昔、夜中にふと目が醒めてなかなか寝つけずテレビを点けて、見るともなくボーっと眺めることが、時々あった。
 今は、一度寝ると夜中に起きることはほとんどなく、朝、目覚ましが鳴ってもなかなか起きれないけれど。
 夜中のテレビは、お笑い番組が多いかと思う。
 若しくは、昔の映画だったりドキュメンタリーだったり。
 今年二十歳になる息子が、まだ2歳にもなっていなかった頃だったと思う。
 ふと目が醒めてなかなか寝付けずテレビを点けてみると
 『私たち人間が犯す最も罪なこと。それは、殺人でも盗みでもなく、自分に正直に生きないことです』
 と見知らぬオジサンが話していて、吃驚した。
 これはかなりの衝撃であった。
 「え”っ!?人間の最たる罪が、自分に正直に生きないことなの?そして、それは殺人や盗みよりも罪深い事なのかッ!?」
 確か、NHKか教育テレビだったと思う。
 自分に正直に生きてさえいれば、人を殺したり盗みを働いたりしてもよい、などとこのオジサンが言いたいわけではないことは、モチロン理解できたけれど。
 それにしても、国営放送でそんなこと堂々と言い切るなんて、大丈夫なのか?と要らぬ心配もしたりして。
 そのオジサンはアナウンサーだったのか、宗教家だったのか哲学者だったのかわからないけど、なぜ、そう言えるのかの説明もしていた、と思う。
 説明をしていたと思うのだけど、あまりの衝撃に説明の部分は私の記憶に、無い。
 だけど、なんとなくそのオジサンの言わんとしていることも解るような気がした。
 私たちの心の土台には “愛と親密感” があります。
 それは見えるわけでもないし、そんなものあるように感じなかったとしても、です。
 『すべての問題は分離感から』
 そして
 『この世に産まれた時から、分離感を感じている』
 と言われます。
 私たちは、漏れなく母親から産まれてきているわけです。
 そしてある時、お母さんのお腹から一生懸命、産道を通ってこの世に産まれ出てきたわけです。
 産まれ出て来た時には、まだ繋がっていたへその緒が先ず切られます。
 母親と一体だった自分がそこから産まれ出て、それぞれの“個”となり、繋がっていたへその緒も切られるわけですから、その時に初めて分離感が芽生えたとしても不思議ではありません。

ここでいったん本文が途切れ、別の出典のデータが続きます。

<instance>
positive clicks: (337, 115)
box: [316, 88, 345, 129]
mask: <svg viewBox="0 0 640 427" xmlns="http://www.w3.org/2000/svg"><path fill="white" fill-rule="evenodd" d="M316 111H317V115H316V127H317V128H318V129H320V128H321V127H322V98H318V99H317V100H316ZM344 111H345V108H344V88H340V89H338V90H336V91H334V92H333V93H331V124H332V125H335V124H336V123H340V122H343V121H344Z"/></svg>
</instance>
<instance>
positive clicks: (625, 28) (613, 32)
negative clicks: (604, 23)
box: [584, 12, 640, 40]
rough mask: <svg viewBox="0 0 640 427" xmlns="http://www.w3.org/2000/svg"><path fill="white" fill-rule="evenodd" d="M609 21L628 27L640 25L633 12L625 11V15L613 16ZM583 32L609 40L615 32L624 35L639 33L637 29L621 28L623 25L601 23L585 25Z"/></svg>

 そして、その分離感があらゆる問題の元になるのだとすれば、私たちの根底にある
 “愛と親密感”に素直に正直に在れば、そうそう問題を抱えることは無い、と言えることが出来ます。
 しかし、私たちは成長過程で
 ・親から認められていない
 ・こんな自分ではダメなんだ
 ・誰も私を解ってくれない
 ・自分は迷惑な存在
 など、色んな“誤解”や“思い込み”をします。
 けれど、そんな風に感じるのはとても辛い。
 そもそも、“愛と親密感” で繋がっていたものが、「そんなものはハナからなかったのではないのか?」と疑い、誤解し思い込んでしまうわけですから、分離感や寂しさはますます強化されていくように感じます。
 あるはずの愛が見えず、「自分にはなにも与えるものが無い」「自分は誰からも何も与えられなかった」「誰とも親密になれず、理解し合えることなど無いだろう」と思い込むと、あちこちで問題が発生します。
 「自分には愛を与えられてきたし、誰かに愛を与えることもできる」
 「人との関係で親密感を感じることも出来るし、人を理解しようとすることも出来る」
 なぜなら、 “愛と親密感” が土台にあるからです。
 これに疑いを持たず、正直に欲しいものを欲しいと言え、与えれるものを与えていると、さして問題になることは無い。
 だから、人殺しや盗みを犯す前に
 『自分に正直に生きる』
 ことは、なによりも大切なことなのだ、と、あのオジサンは言いたかったのだと思うのです。
 しかし、正直に生きて来たつもりが実は、「怖くて自分を誤魔化していただけだった」と言うことも人生の中にはあります。
 そんな時は、愛と勇気を持って、自分を赦してあげたいですね。